Why it matters: The more than 43,000 PPS students who have been out of school since Nov. 1 can now return to classes and other activities beginning Monday.

What they're saying: In a statement, PPS Superintendent Guadalupe Guerrero said, "We are relieved to have our students returning to school and know that being out of school for the last three weeks — missing classmates, teachers, and learning — has been hard for everyone."

  • "Educators have secured improvements on all our key issues," Angela Bonilla, PAT president, said in a written statement. "These changes will make a huge difference on priorities like mental health supports for students, educator workload relief, and safe and welcoming school environments."

The intrigue: The strike canceled 11 days of school, raising concerns about how learning time would be made up before the end of the school year.

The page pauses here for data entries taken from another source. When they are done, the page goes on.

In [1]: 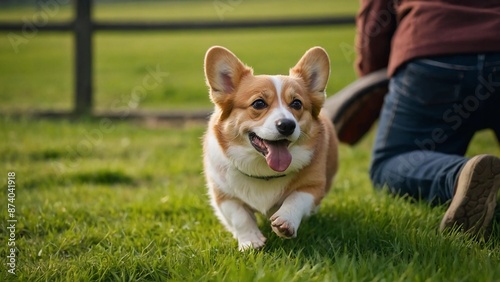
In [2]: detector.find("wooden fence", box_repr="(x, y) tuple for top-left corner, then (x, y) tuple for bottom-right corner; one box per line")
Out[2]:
(0, 0), (354, 119)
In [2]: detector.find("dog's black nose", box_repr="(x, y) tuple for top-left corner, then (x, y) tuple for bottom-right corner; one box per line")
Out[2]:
(276, 118), (296, 136)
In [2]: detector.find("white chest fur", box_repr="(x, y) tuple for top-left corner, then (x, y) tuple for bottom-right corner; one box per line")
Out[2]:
(204, 132), (293, 214)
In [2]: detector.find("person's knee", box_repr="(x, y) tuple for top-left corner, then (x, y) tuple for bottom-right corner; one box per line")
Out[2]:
(369, 161), (385, 187)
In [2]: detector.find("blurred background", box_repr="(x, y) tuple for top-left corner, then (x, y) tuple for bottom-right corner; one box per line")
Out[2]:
(0, 0), (358, 113)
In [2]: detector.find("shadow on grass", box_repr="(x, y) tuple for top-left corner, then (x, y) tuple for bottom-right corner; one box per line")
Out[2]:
(261, 196), (500, 266)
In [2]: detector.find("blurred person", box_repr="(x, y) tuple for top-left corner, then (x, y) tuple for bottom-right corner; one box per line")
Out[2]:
(356, 0), (500, 236)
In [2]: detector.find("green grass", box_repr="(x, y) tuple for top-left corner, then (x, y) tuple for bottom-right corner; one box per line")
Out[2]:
(0, 0), (357, 112)
(0, 0), (500, 281)
(0, 118), (500, 281)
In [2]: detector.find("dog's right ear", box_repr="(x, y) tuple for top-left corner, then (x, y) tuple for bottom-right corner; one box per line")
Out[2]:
(205, 46), (252, 106)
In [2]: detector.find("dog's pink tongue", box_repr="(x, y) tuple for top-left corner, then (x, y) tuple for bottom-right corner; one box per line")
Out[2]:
(264, 141), (292, 172)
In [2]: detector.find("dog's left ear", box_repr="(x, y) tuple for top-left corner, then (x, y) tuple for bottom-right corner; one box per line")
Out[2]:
(290, 47), (330, 117)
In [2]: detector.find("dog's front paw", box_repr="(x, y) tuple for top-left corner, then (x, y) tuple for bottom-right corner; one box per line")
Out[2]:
(271, 214), (297, 239)
(238, 232), (266, 251)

  • Instead of winter vacation starting Dec. 16, it will begin Dec. 23. Presidents Day will be an instruction day, as will two other teacher planning days, according to Guerrero's statement. The school year will also be extended a few days later into June.
  • "I think the restart will look a lot like the beginning of school, with group activities and some processing," Linda White, a teacher at Sellwood Middle School, told The Oregonian. "I am probably not the only one who is a little uneasy about how to jump back in."

Of note: Disagreements over class sizes and paid planning time were the final sticking points between the union and district officials.

  • The union initially stood firm on implementing caps to ensure smaller classes. However, over the weekend, members reversed and instead proposed "class size committees" — where teachers and administrators could form on an as-needed basis to solve issues regarding student load.

What's next: The tentative agreement is not official until the union's 3,500 members ratify the terms and the school board approves the full contract.

  • PAT members will vote on the contract by Tuesday evening, according to a union spokesperson, and a school board meeting is scheduled for 6pm Tuesday.